The Brazilian central bank intervened three times in the market during the morning as it fought to stop the real from weakening past the psychologically relevant mark of 2.3 per dollar - avoiding an additional currency depreciation that could add to inflation.
The interventions came right after the real slumped to as much as 2.3022 per dollar, its weakest level since April 1, 2009. The slide was magnified by investors trying to influence an official month-end exchange rate known as PTAX, which is reference for a broad range of contracts including foreign loans.
At the end of the day, the real closed 0.08 percent weaker at 2.2809 per greenback.

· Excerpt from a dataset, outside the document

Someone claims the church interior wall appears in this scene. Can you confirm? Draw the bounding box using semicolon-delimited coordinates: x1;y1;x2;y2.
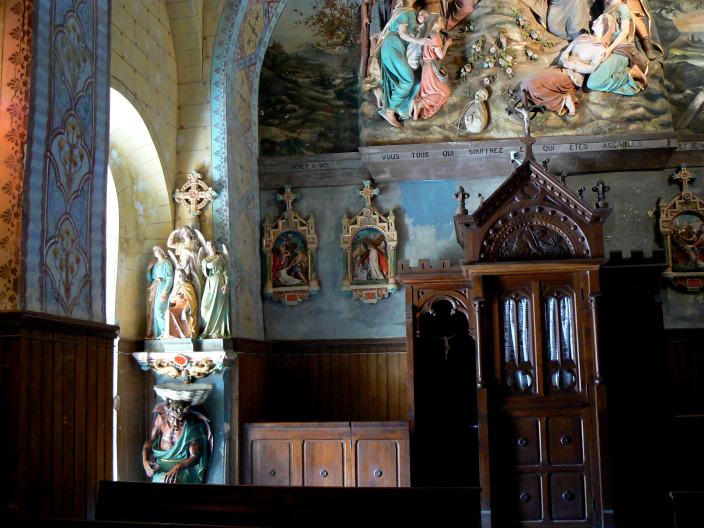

“The central bank wants to keep the exchange rate between 2.2 and 2.3 per dollar in order to avoid a very undesirable inflation pressure in the next few months,” said Eduardo Velho, chief economist at INVX Global brokerage in Sao Paulo. “It looks like the central bank will fight hard to keep the currency at that level. The question is whether it will succeed. I believe it can win in the short term.”
In two separate auctions, the central bank sold a total of 45,300 traditional currency swaps, derivative contracts that emulate an injection of dollars in the futures market.
However, it found no demand for the swaps offered at a third auction, leading some analysts to conclude that the operations served to provide enough liquidity to the foreign exchange market for now.
The central bank has been forced to provide dollar liquidity as investors anticipate a slowdown in the pace of U.S. bond purchases by the Fed. Part of the dollars the Fed has injected in the U.S. economy has been flowing to emerging markets during the past few years.
Speculation that the Fed would hint at reducing its stimulus program increased after data showed the U.S. economy unexpectedly accelerated in the second quarter.
The data showed U.S. gross domestic product expanded at a 1.7 percent annual rate in the second quarter, above the 1 percent rate forecast by economists and up from the first quarter’s downwardly revised 1.1 percent expansion pace.
The U.S. economic picture was also brightened by a report showing the U.S. private sector added 20,000 jobs in July.
But at the end of its two-day meeting, the Fed said the economy is still in need of support and that it will keep buying $85 billion in mortgage and Treasury securities per month.